A Band of Sisters

I graduated from Columbia Law School 20 years ago with a class that was half women, and the idea of a glass ceiling seemed antiquated to me. Gender barriers were alien. The future was mine. Yet two weeks ago, I went to court and found I was the sole female attorney in a courtroom of 27 lawyers. I am a female partner in a law firm that counts 20 percent of its partnership as female—roughly on par with the AmLaw trend.

When I point out this imbalance, I am often told that the practice of law is incompatible with women having children. As a mother of three children myself, with female colleagues who also mother young children, this explanation does not comport with my experience. I know the actual barriers for women’s career advancement are a lack of mentorship, career-building opportunities, confidence in women’s skills and talents, and work/life flexibility. These challenges are real. And, yes, it is frustrating that they still exist in 2019.

At the same time, in the 20 years I have been practicing law, something surprising happened. I became part of a band of sisters—a community of like-minded female lawyers, practicing at the highest echelons of their field and simultaneously enjoying a rich and rewarding life.

We started out as optimistic young women, unaware that there was anything other than a level playing field ahead of us. Over the years, we supported each other to make sure our voices were heard and our achievements recognized. We lift each other up and reach behind us to lift other women up.
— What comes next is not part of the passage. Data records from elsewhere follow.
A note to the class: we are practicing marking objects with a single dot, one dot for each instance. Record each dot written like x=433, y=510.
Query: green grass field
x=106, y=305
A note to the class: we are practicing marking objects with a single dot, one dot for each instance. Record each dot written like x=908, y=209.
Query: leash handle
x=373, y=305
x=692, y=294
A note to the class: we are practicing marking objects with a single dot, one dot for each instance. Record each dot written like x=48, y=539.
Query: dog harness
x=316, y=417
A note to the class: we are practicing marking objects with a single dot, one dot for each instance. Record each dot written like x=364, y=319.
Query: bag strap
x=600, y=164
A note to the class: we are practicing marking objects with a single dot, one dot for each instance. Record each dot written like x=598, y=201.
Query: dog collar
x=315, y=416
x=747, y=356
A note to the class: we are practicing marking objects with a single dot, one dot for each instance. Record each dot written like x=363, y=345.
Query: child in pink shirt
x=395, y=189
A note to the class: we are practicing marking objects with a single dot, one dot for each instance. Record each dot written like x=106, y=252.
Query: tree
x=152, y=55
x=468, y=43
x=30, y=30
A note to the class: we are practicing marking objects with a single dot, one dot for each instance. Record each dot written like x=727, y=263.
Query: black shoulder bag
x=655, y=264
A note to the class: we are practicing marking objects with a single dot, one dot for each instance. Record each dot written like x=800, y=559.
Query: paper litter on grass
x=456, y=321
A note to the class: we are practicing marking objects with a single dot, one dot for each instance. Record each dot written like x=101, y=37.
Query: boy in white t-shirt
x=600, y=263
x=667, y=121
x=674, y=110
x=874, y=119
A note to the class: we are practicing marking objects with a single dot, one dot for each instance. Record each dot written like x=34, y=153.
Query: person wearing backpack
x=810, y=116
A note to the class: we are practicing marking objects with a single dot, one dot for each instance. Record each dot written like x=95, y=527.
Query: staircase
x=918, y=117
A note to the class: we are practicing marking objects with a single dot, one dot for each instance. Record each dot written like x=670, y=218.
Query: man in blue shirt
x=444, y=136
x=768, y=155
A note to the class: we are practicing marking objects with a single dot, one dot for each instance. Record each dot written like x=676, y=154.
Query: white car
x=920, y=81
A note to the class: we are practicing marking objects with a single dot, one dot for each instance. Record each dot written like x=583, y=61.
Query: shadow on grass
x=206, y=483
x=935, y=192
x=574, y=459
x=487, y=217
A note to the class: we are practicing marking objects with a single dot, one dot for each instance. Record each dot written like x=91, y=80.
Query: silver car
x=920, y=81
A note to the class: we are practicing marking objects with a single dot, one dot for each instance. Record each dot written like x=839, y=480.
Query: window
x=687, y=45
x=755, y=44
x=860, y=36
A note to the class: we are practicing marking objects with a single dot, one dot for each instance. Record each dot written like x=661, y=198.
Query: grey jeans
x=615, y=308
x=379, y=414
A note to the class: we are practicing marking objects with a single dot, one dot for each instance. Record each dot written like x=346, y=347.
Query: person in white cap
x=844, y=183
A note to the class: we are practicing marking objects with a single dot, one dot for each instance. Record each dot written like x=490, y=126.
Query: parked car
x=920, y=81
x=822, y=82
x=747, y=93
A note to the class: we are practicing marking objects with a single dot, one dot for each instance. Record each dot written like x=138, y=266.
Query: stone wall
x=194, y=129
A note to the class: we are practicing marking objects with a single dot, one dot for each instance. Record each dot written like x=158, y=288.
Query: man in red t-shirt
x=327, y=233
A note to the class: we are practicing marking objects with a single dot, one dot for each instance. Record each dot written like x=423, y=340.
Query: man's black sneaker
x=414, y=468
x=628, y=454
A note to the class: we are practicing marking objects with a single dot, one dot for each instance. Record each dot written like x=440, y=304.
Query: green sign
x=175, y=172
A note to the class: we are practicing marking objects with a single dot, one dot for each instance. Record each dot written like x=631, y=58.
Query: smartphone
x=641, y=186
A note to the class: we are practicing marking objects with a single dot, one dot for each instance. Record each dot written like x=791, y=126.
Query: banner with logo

We are all too familiar with the indignities that can come with being a female lawyer: being mistaken for the secretary or the court reporter; male opposing counsel telling you to smile in the middle of a deposition; the mediator “joking” that you achieved a favorable settlement for your client by offering sexual favors to your male adversary; and the judge admonishing male counsel against “ganging up on a little girl” when you walk into a settlement conference.

We know that when we walk into a room we have earned our place at the table.

When asked when will there be enough women on the Supreme Court, Justice Ruth Bader Ginsburg famously said, “When there are nine.” If that fantastical dream were to ever happen, I know it will only be possible because of the band of sisters that came before us, that strives alongside us, and that will rise after us.